Almost everybody could’ve greased the Canadian Tire Guy

As soon as I got to work the captain called me into his office. A missing person case. The Canadian Tire Guy. My partner was already there. Eddie Torrial. I’m a hack. My name’s Friday. Not the man who was Friday. The man who writes Friday. Captain fishes out a mug shot of the missing guy and he looks vaguely familiar, like a hundred guys you’ve met but can’t place. Sorta nice-looking in a harmless but simpering way, no particular age, not tall, not short, bland but irritating, plaid shirt, salt-and-pepper beard, weak chin, kinda guy you wouldn’t notice was missing and when you did notice you wouldn’t care. But it’s my job to find him anyway… or what’s left of him.

This mug who does the TV beat for the Globe, he fingers the frau. Says she put up with a lot, always had this forced smile, figures she snapped. “Many Canadians expected to wake up one day and read that the Canadian Tire Guy had been found dead,” he types, “the victim of a severe beating with windshield-wiper blades. His wife was being questioned.” But it ain’t that simple.

Word on the street is, this guy had a lot of enemies. Like this Globe ink slinger also says: “He was everybody’s idea of the irritating neighbour… the smiling, smug, know-it-all guy with the cool tools and the always-working, automatic garage-door opener. ... His hobbies were camping and bothering people.”

Camping, tools … strange he never seemed to have trouble affording it all, including a real nice boat. Could be an angle, so I’m wanting to put a price on the fancy stuff in his house but when I get there it’s all gone. Anyway, the problem wasn’t jealously, at least not mostly. I find one neighbour cleaning a big dark stain off his driveway with a brand new pressure washer, he tells me sure, that guy was always helpful. A little too helpful. And I notice his knuckles go white on the handle of the pressure washer.

Fellow across the street, wiping down a set of shiny new awls and picks and chisels in his garage, says the worst part was how he always seemed to be one-upping you. Oh sure he was smiley and bouncy and eager to help. But he had a knack for making you feel like a real jerk because you didn’t already have the solar panel or the super wrench. Another guy, who does have a solar panel hooked up to an industrial air freshener down in his hobby room, squints and says you show up late complaining about winter driving and Mr. Smiley hands you this one-piece windshield wiper like you shoulda known.

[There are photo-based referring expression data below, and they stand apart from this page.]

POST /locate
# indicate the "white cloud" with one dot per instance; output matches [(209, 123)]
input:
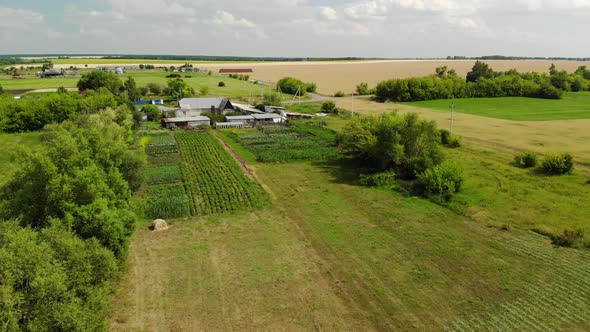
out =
[(19, 19), (225, 18), (329, 13)]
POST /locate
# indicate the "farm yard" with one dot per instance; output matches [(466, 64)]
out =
[(275, 228)]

Some bad vibes here. Sure it’s a nice neighbourhood, quiet, friendly looking. But you know how it is in suburbia; behind the picnics and perfect lawns and big plastic windows folks mess around and take pills and seethe with hatred and resentment and start thinking wouldn’t it be just about right if someone did in that annoying guy with the latest saw with reciprocal action and splash guard, (“Hey neighbour bet you ain’t seen one of these before”) then put him in some cement they mixed themselves all creamy and smooth using the patented double-blade action Mix-O-Tron and voila he’s in the foundation of some perfect little backyard gazebo finished artistically with a ergonomic foam-rubber-handled trowel. About five houses on the street got new gazebos.

Another press monkey makes like the guy was a high school geography teacher. So I’m thinking could be a disgruntled student did it. But that didn’t check out. Turns out no one can remember their high school geography teacher at all, let alone hate him enough to do murder. But how does a high school geography teacher have all those tools and hobbies? I’m back to an angle like maybe he’s in deep with the loan sharks, and when they threaten to break his knees with a hammer he shows them a better hammer and kablooey.

Especially ’cause then I run into this big coverup. Chief yanks me off this case to check out some ridiculous yarn about a dispute over who really rolled up the rim. Seems word came down this missing guy “never really existed,” it’s all a front, just some “ad campaign” involving some “actor” who has a deal where he can’t talk about it. So instead of a guy who’s missing some other guy who looks like him that nobody ever seen is missing and we should just get an easy-drawer-action filing cabinet and a set of brightly coloured folders with convenient tabs and open one on each of them then quietly close them both and get back to our hobbies.

Seems that’s what the neighbours are doing. One has a new boat and another has an ATV and as they’re putting them on trailers Mr. ATV sidles up and tells me just forget it. This guy wasn’t too popular but we all hated him so much it gave us endless stuff to talk about at the rink and cocktail parties and over the back fence (painted with smooth-action atomizer sprayer). Fact is, he says, we miss him.

Then he winks and walks away, leaving me looking at these windshield wipers I bought on this missing guy’s say-so that I already had to fix with a pair of needle-nose pliers and they still don’t work right. I figure that know-it-all had it coming. Trouble is, about 15 million other people figured the same. Too many motives, too many suspects.

This is a true story. Only the facts have been changed.